Maria Messina

SEVERA

Trad. Marguerite Pozzoli
Cambourakis | 100 p. | 10 €

Myriam et Severa, deux sœurs de condition modeste, vivent leur jeunesse dans une bourgade des environs de Bologne, au début du XXe siècle. Tandis que Myriam compose avec son sort, Severa refuse la médiocrité qui leur est assignée et perce dans l’univers de la mode. Une réussite sociale gagnée au prix de nombreux renoncements. L’autrice nous plonge dans la lutte quotidienne qui est le lot des femmes qui prennent leur destin en main. Centrés sur la Sicile des petites gens, ses récits étaient très appréciés de son vivant et ont été redécouverts par Leonardo Sciascia.

Viola Ardone

LE TRAIN DES ENFANTS

Trad. Laura Brignon
Albin Michel | 304 p. | 19,90 €

Après la Seconde Guerre mondiale, à l’initiative du Parti Communiste, des milliers de petits napolitains vivant dans la misère, sont accueillis, pour reprendre des forces, par des familles du Nord de l’Italie. Ainsi, en 1946, Amerigo vit seul avec sa mère Antonietta, dans un basso napolitain. Cette dernière accepte de laisser partir son fils, de le laisser monter dans ce train des enfants, pour lui assurer un avenir meilleur. Envoyé dans la région de Bologne, Amerigo découvre une nouvelle vie et, déchiré entre ses deux familles, il devra choisir sa voie.

Erri de Luca

ALLER SIMPLE

Trad. Danièle Valin
Gallimard | 320 p. | 9,50 €

Ce volume reprend les poèmes d’Aller simple (Du monde entier), suivi de L’hôte impénitent dans son intégralité, et donne aussi à lire des poèmes inédits choisis par l’écrivain pour cette édition. Si Aller simple évoque d’abord l’épopée tragique des migrants qui tentent de rejoindre le sol italien et le destin des êtres désespérés qui affrontent la violence de la mer et de l’indifférence, on y lira bien plus qu’un plaidoyer militant. La poésie de De Luca trouve aussi son propos dans l’évocation de la guerre, de l’amour, de la liberté perdue, de la terre d’Italie et n’exclut pas l’expression heureuse de l’existence dans sa sensualité.

Gianni Rodari

LE LIVRE DES ERREURS

Illustrations par Bruno Munari
Trad. Jean-Paul Manganaro
Ypsilon | 148 p. | 20 €

Livre emblématique de l’auteur culte Gianni Rodari, paru en 1964, ce recueil de textes courts – comptines, fables et poèmes – n’a jamais été traduit de l’italien. Truffé de jeux de mots dans sa version originale, voici la première traduction en français avec la complicité de Jean-Paul Manganaro qui a su transporter la Botte dans l’Hexagone en recréant la langue de Rodari en français. Ce livre nous emmène dans un univers linguistique désordonné mais composé, déréglé mais logique, effréné mais non sans but, déchainé avec raison.

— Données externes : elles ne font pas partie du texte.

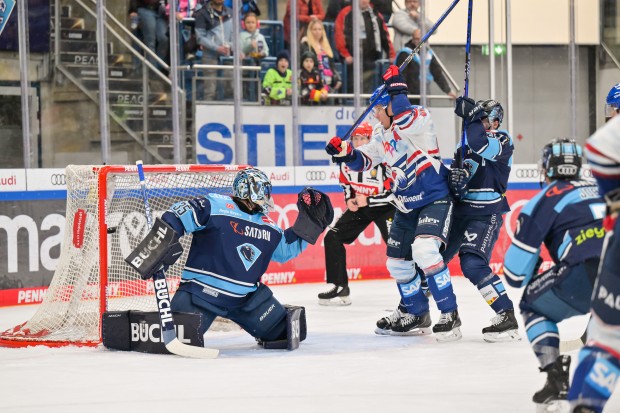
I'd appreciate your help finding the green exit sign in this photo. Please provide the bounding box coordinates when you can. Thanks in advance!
[482,44,506,56]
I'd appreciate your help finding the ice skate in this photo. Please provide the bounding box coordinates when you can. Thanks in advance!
[375,308,407,336]
[433,310,463,343]
[532,355,571,413]
[482,309,521,343]
[319,285,351,306]
[392,311,431,336]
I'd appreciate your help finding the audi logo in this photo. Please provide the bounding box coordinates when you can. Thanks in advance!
[50,174,67,186]
[515,168,540,178]
[306,171,327,181]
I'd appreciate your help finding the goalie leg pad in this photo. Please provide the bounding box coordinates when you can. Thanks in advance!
[102,311,204,354]
[259,305,307,351]
[227,284,286,341]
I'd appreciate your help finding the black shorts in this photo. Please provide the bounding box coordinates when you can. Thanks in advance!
[387,197,453,260]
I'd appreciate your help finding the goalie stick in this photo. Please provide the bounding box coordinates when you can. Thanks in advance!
[459,0,474,169]
[342,0,460,141]
[136,161,220,359]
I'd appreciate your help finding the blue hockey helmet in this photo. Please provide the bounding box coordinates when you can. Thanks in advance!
[370,85,390,108]
[605,83,620,118]
[540,138,583,180]
[233,168,271,214]
[476,99,504,125]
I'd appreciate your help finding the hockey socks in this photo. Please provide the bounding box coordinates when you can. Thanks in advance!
[424,263,457,313]
[568,346,620,413]
[396,272,428,315]
[523,312,560,366]
[476,273,514,314]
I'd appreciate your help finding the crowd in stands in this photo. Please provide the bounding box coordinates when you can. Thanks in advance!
[129,0,454,105]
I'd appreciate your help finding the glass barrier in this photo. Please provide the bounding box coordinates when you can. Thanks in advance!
[0,0,604,167]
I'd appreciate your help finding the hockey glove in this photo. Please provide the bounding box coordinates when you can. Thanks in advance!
[325,136,355,163]
[448,168,470,200]
[293,187,334,244]
[383,65,408,98]
[125,218,183,280]
[454,96,486,123]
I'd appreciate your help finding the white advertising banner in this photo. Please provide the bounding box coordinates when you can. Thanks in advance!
[196,105,456,167]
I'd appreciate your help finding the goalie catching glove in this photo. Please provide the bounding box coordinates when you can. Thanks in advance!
[293,187,334,244]
[125,218,183,280]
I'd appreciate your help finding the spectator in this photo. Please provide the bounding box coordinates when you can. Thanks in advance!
[299,51,328,105]
[224,0,260,20]
[301,19,342,92]
[283,0,325,49]
[239,12,269,63]
[129,0,168,66]
[262,50,293,105]
[194,0,232,100]
[324,0,392,23]
[166,0,199,21]
[334,0,396,92]
[395,29,456,105]
[392,0,433,50]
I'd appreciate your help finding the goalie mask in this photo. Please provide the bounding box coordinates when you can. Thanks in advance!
[476,99,504,125]
[233,168,272,214]
[540,138,583,180]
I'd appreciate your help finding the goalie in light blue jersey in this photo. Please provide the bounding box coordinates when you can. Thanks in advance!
[128,168,334,350]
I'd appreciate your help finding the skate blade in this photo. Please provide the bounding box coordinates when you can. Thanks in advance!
[435,327,463,343]
[319,297,351,307]
[536,400,570,413]
[482,330,521,343]
[391,327,433,337]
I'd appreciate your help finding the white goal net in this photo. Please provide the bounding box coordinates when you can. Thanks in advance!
[0,165,243,347]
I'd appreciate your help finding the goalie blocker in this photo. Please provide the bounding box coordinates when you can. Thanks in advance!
[125,218,183,280]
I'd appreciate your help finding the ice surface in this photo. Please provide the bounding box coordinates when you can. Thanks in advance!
[0,277,620,413]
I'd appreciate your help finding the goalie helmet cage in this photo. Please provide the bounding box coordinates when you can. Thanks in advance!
[0,165,246,347]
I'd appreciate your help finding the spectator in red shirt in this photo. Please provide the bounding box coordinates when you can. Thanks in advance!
[283,0,325,49]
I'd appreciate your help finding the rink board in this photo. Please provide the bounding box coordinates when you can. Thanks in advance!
[0,165,551,306]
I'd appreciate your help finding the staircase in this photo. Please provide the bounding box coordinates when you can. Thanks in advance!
[51,0,194,163]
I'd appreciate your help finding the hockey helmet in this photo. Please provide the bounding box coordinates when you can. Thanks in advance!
[476,99,504,125]
[351,122,372,138]
[605,83,620,118]
[540,138,583,180]
[370,85,390,108]
[233,168,271,214]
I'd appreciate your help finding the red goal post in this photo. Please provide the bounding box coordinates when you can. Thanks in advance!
[0,165,247,347]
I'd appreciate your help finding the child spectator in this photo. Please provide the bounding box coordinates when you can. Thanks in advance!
[299,51,327,105]
[263,50,293,105]
[239,12,269,64]
[301,19,342,92]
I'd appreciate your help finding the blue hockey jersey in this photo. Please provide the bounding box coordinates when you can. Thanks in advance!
[162,194,308,307]
[504,180,605,287]
[452,121,514,216]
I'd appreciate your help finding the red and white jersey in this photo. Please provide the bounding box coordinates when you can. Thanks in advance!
[340,163,392,207]
[357,106,450,212]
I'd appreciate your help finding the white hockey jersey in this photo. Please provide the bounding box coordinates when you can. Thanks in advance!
[348,106,450,209]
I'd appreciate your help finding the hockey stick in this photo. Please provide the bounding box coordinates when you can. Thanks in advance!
[459,0,474,169]
[136,161,220,359]
[342,0,460,140]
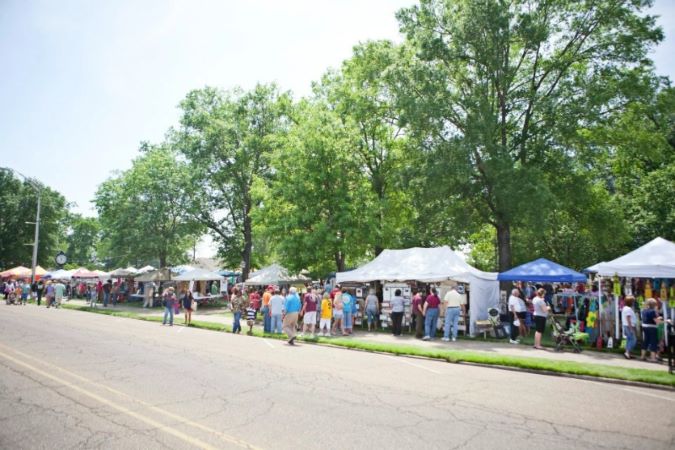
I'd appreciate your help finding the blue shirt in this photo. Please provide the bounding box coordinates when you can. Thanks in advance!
[342,292,355,313]
[284,294,301,314]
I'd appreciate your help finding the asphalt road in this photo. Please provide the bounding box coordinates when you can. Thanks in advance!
[0,305,675,450]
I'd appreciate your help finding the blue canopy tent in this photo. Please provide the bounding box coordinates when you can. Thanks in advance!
[497,258,586,283]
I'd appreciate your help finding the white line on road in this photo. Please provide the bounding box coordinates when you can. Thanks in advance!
[621,388,675,402]
[382,355,441,375]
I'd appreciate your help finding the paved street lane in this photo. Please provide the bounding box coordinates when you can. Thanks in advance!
[0,305,675,450]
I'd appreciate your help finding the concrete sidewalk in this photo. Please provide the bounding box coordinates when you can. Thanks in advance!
[68,300,675,377]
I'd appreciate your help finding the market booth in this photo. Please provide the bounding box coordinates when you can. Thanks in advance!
[589,237,675,350]
[336,246,499,335]
[497,258,602,342]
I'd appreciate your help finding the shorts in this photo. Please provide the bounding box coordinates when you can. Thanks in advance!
[534,316,546,333]
[642,327,659,352]
[319,319,330,331]
[302,311,316,325]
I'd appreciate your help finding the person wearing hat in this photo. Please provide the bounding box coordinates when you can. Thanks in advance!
[261,285,274,333]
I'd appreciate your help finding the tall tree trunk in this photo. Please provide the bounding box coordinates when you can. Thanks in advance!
[241,200,253,280]
[497,221,513,272]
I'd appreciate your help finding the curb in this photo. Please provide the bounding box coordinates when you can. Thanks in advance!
[64,305,675,392]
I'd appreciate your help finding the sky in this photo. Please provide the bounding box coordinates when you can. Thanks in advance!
[0,0,675,256]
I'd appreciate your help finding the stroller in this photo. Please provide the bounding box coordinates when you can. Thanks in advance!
[549,316,588,353]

Sous la direction de Éric Lehmann

ALLIÉES ET RIVALES. L’ITALIE ET LA FRANCE DANS LA GRANDE GUERRE

UGA | 248 p. | 24 €

Fraternité d’armes ou mésentente cordiale ? L’alliance franco-italienne dans la Première Guerre mondiale offre encore des aspects peu connus du grand public, tout particulièrement en ce qui concerne la coordination de l’effort de guerre et l’efficacité opérationnelle des appareils militaires des deux puissances latines de l’Entente. Ces questions sont abordées ici par des spécialistes italiens et français dans une perspective large et dynamique, des antécédents du conflit à ses conséquences (culturelles, sociales, géopolitiques) dans les deux pays.

Collectif

MARSEILLE L’ITALIENNE

Arnaud Bizalion | 208 p. | 29,50 €

Porte d’entrée de la France, Marseille développe naturellement depuis le Moyen Âge des liens étroits avec la péninsule italienne. C’est cette relation passionnelle, faite d’échanges commerciaux et artistiques, d’influences politiques et surtout d’histoires personnelles, qui est ici racontée. Au-delà du cliché de l’immigré italien, vecteur de tous les fantasmes, se révèle la réalité quotidienne d’une présence italienne de longue date, posant la question d’une « italianité » marseillaise spécifique.